A graph which is connected and acyclic can be considered a tree. The height of the tree depends on the selected root. Now you are supposed to find the root that results in a highest tree. Such a root is called the deepest root.
Input Specification:
Each input file contains one test case. For each case, the first line contains a positive integer N (<=10000) which is the number of nodes, and hence the nodes are numbered from 1 to N. Then N-1 lines follow, each describes an edge by given the two adjacent nodes' numbers.
Output Specification:
For each test case, print each of the deepest roots in a line. If such a root is not unique, print them in increasing order of their numbers. In case that the given graph is not a tree, print "Error: K components" where K is the number of connected components in the graph.
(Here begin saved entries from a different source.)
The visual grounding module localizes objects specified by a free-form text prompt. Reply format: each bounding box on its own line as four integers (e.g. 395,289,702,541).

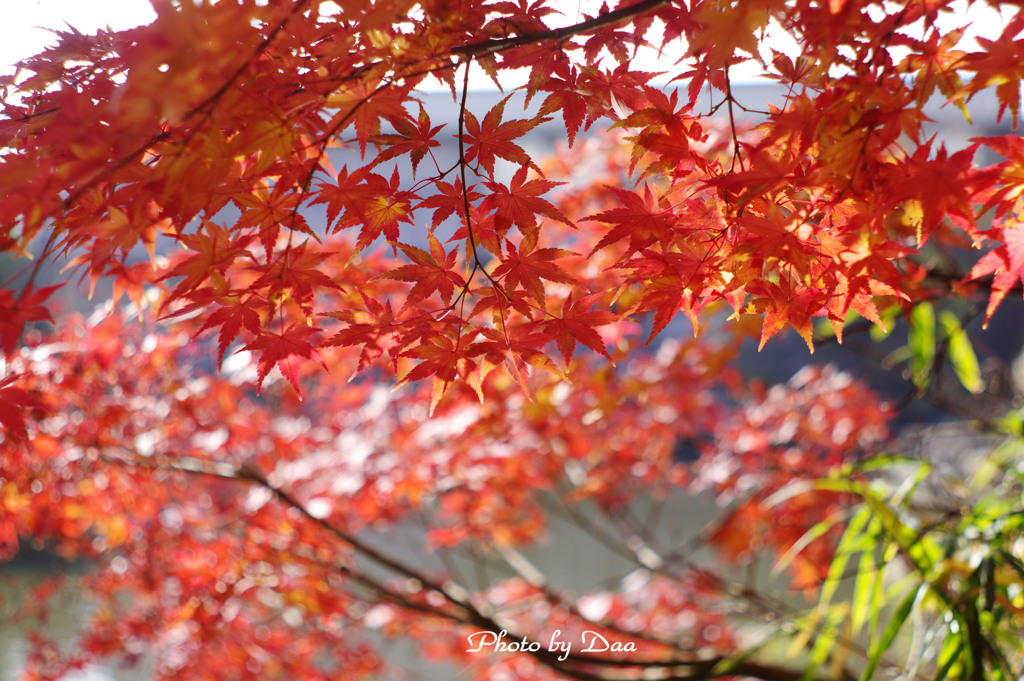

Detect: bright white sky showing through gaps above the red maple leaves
0,0,1013,89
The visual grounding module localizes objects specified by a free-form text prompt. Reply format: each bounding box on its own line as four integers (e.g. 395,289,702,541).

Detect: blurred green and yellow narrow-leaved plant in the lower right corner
773,438,1024,681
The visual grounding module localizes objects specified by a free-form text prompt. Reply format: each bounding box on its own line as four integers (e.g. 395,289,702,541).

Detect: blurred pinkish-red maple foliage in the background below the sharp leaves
0,309,888,679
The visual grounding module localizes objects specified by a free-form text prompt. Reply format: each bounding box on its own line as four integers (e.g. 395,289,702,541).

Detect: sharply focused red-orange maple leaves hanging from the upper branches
0,0,1022,407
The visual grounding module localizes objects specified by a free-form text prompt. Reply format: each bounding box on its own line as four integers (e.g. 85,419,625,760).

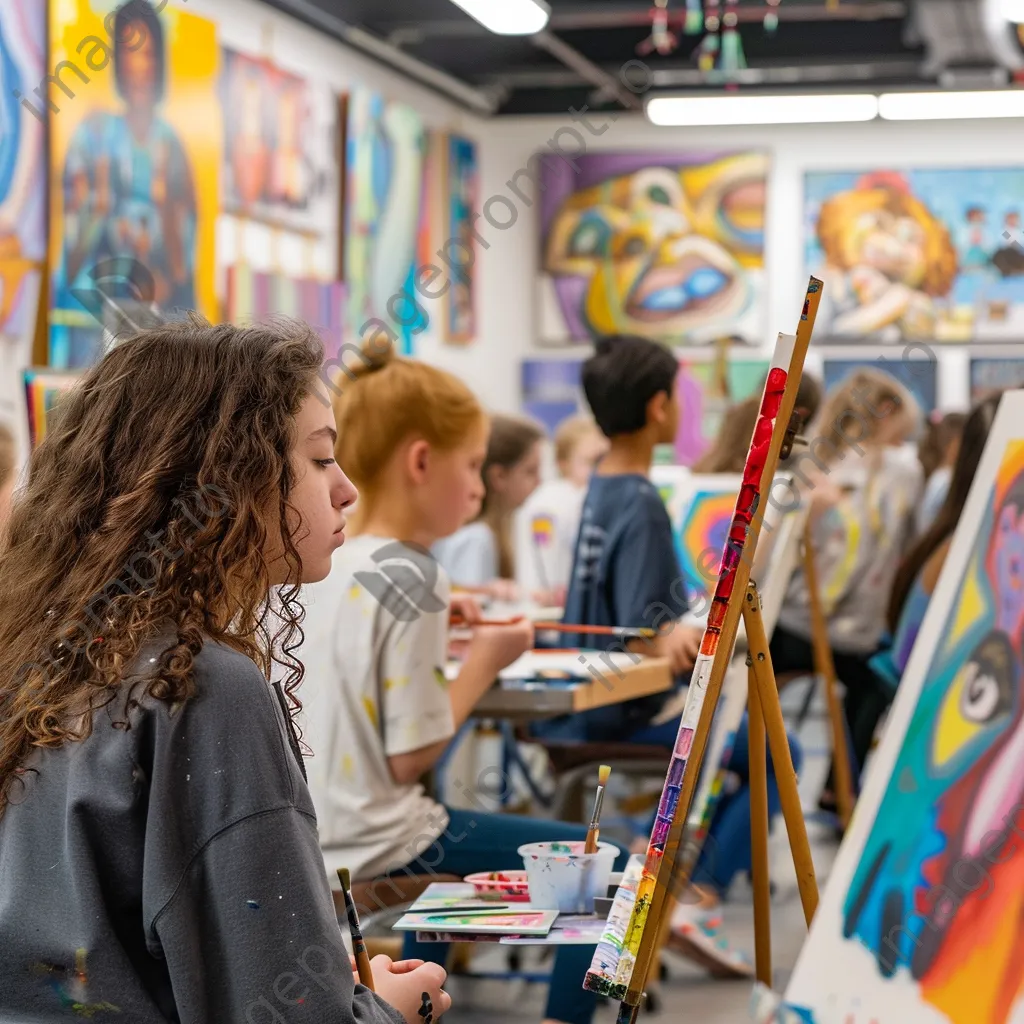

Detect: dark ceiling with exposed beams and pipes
258,0,1024,115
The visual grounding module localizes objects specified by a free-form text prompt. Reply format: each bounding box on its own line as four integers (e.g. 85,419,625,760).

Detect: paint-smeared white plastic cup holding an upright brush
519,842,618,913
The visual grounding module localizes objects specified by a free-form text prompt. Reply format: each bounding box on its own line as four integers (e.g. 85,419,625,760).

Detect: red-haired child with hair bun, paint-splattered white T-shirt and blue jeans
303,350,628,1024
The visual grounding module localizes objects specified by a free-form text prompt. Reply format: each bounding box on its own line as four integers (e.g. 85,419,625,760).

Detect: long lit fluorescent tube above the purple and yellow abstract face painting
646,93,879,127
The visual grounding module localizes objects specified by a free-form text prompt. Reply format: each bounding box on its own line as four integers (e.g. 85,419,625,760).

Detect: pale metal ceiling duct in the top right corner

Sample Input 1:5 1 2 1 3 1 4 2 5Sample Output 1:
3 4 5Sample Input 2:
5 1 3 1 4 2 5 3 4Sample Output 2:
Error: 2 components
代碼:
#include <cstdio>
#include <cstring>
#include <vector>
#include <algorithm>
using namespace std;
const int maxn=10010;
vector<int> G[maxn];
int tree[maxn];
int findRoot(int x){
if(tree[x]==-1) return x;
else{
int tmp=findRoot(tree[x]);
tree[x]=tmp;
return tmp;
}
}
int maxh=0;
vector<int> temp,ans;
void dfs(int u,int h,int pre){
if(h>maxh){
temp.clear();
temp.push_back(u);
maxh=h;
}
else if(h==maxh) temp.push_back(u);
for(int i=0;i<G[u].size();i++){
if(G[u][i]==pre) continue;
dfs(G[u][i],h+1,u);
}
}
int main(){
int n,a,b;
scanf("%d",&n);
for(int i=1;i<=n;i++) tree[i]=-1;
for(int i=1;i<n;i++){
scanf("%d%d",&a,&b);
G[a].push_back(b);
G[b].push_back(a);
a=findRoot(a);
b=findRoot(b);
if(a!=b) tree[a]=b;
}
int block=0;
for(int i=1;i<=n;i++) if(tree[i]==-1) block++;
if(block!=1) printf("Error: %d components\n",block);
else{
dfs(1,1,-1);
ans=temp;
dfs(ans[0],1,-1);
for(int i=0;i<temp.size();i++) ans.push_back(temp[i]);
sort(ans.begin(),ans.end());
printf("%d\n",ans[0]);
for(int i=1;i<ans.size();i++){
if(ans[i]!=ans[i-1]) printf("%d\n",ans[i]);
}
}
return 0;
}